If you want to use pymta for a real SMTP server, you should not be concerned too much about speed. If you go really for a high-volume setup with several million messages per day and hundreds of simultaneous connections, you should tune one of the well-known SMTP servers like Exim, Postfix or sendmail to get the maximum performance. However, I measured theoretical peak performance using Postal 0.70 to give you some theoretical figures.

Environment and benchmark settings:

  • System: Fedora 10 with an AMD x2 4200 (2.2 GHz), Python 2.5
  • pymta: version 0.3, DebuggingServer with NullDeliverer and no policy.
  • postal: 4 threads, no SSL connections, one message per connection (defaults)

With that configuration I got something between 1540-2270 messages per minute (median 1879 messages) which is actually quite low. Many real SMTP servers would deliver something between 5,000-10,000 messages per minute in a comparable setting [1]. During my measurements the system load was barely noticable (below 5%) so I guess most of the time is lost waiting for locks. Using a really fast IPC mechanism or a custom PythonMTA implementation that uses the os.fork would probably increase the throughput by quite easily.

[1]However, as soon you add some more complicated database queries or spam and virus checks to that, the real throughput will decrease dramatically (even if the scanning takes only 0.1 seconds per message you won’t exceed 600 messages per minute).

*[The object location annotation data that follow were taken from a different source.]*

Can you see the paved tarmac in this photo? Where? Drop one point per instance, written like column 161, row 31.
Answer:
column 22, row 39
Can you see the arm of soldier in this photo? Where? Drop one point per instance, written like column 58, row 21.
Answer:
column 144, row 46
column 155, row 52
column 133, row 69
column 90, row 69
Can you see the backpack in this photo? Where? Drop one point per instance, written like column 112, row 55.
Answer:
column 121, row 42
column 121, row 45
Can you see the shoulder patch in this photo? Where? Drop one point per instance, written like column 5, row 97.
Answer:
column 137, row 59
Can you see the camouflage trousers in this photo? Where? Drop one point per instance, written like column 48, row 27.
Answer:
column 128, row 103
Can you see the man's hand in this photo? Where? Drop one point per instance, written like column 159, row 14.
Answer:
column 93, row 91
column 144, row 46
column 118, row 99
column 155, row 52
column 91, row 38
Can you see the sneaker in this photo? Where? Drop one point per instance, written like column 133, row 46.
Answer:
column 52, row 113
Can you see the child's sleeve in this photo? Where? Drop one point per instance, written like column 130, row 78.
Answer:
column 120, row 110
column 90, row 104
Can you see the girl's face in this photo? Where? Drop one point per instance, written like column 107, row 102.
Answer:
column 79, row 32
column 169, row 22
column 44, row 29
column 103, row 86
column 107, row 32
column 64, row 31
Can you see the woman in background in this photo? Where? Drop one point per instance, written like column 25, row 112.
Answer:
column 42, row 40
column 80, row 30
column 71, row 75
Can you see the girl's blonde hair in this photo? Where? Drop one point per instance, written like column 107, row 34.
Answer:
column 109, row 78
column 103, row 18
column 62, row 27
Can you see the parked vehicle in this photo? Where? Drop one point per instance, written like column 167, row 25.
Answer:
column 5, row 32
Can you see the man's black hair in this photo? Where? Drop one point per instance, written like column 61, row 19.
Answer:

In real setups the bare SMTP speed does not matter that much.

License Overview

pymta itself is licensed under the very liberal MIT license (see COPYING.txt in the source archive) so there are virtually no restrictions where you can integrate the code.

However, pymta depends on some (few) other packages which come with different licenses. In order to ease license auditing, I’ll list the other licenses here (no guarantees though, check yourself before you trust):

I believe that all licenses are GPL compatible and do not require you to publish your code if you don’t like to.